勇真は多忙を極める際中であっても、透のお参りを欠かさず続けていた。
日々の仕事に忙殺される中で、透の仏壇に話を聞いてもらいに――
勇真は手を合わせたあと、居間でお茶をいただいていた。ふと勇真は、仏間に飾られた若き日の透と沙耶の写真に目を留めた。
「これ、東京?」
写真には、大学のキャンパスらしき建物と、若い沙耶が文庫本を抱えて微笑んでいる姿が写っていた。
沙耶が隣に立ち、懐かしそうに頷いた。
「ええ。

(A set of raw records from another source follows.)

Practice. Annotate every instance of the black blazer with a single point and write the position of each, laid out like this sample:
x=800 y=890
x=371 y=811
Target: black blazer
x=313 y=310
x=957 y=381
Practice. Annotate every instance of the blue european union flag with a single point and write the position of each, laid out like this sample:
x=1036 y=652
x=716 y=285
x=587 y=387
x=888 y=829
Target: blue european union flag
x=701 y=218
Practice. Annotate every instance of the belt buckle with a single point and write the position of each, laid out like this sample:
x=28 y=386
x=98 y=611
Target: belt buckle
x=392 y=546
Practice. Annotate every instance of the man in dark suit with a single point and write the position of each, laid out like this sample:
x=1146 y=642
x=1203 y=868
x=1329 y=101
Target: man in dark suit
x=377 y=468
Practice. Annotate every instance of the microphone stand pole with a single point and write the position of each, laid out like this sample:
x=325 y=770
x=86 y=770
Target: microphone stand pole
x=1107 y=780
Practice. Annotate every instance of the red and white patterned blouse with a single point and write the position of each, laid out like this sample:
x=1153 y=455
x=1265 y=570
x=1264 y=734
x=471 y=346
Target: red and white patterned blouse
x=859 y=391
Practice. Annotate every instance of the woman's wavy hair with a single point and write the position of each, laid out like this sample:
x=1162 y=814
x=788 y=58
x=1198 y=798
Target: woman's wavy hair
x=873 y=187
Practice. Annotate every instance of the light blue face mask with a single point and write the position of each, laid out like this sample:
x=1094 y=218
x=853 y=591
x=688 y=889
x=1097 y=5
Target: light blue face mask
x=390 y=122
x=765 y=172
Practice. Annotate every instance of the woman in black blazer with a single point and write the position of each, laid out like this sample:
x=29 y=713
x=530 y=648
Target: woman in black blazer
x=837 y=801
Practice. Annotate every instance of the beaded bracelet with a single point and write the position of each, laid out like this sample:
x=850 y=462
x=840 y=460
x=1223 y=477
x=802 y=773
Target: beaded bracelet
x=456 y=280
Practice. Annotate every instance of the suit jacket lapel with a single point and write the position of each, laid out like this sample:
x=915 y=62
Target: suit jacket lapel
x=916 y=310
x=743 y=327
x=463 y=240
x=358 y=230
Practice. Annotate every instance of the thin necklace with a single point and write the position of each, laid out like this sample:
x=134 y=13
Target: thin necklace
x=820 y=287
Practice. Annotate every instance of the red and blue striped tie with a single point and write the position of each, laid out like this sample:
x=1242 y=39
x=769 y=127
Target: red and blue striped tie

私、東京の大学で英文学を学んでいたの。シェイクスピアやブロンテ姉妹に夢中だった頃ね」
「透監督とは遠距離だったんですか?」
「そう。透は地元で教職を始めていて、私は東京で文学に浸っていたある日、彼が『距離を置こう』って言ったの。
『君の夢を邪魔したくない』そういったの。
それまでの透は週末はもちろん、時間を見つけるとすぐに新幹線で会いに来ていたの」
勇真は、思わず息を呑んだ。
「でも、おばさんは?」
「私は、透が邪魔なんて思ったこと、一度もなかった。でも、彼は不器用だったから。私が自分のペースで成長できるように、あえてそう考えてくれたのよ」
勇真は、凜の言葉を思い出していた。
「やっと自分の夢を選ぶ事ができた」と話した時の決意に満ちた眼差し。
誰かが、自分らしく生きられる場所を選ぶこと――それも、夢なんだと。
そして、勇真は思った。
(俺は、凜の隣にいたい。でもそれは、凜が自分らしくいられる場所でなきゃ意味がない)
その気づきが、勇真にとって凜を許すじゃなく、凜を応援するに変わる瞬間だった。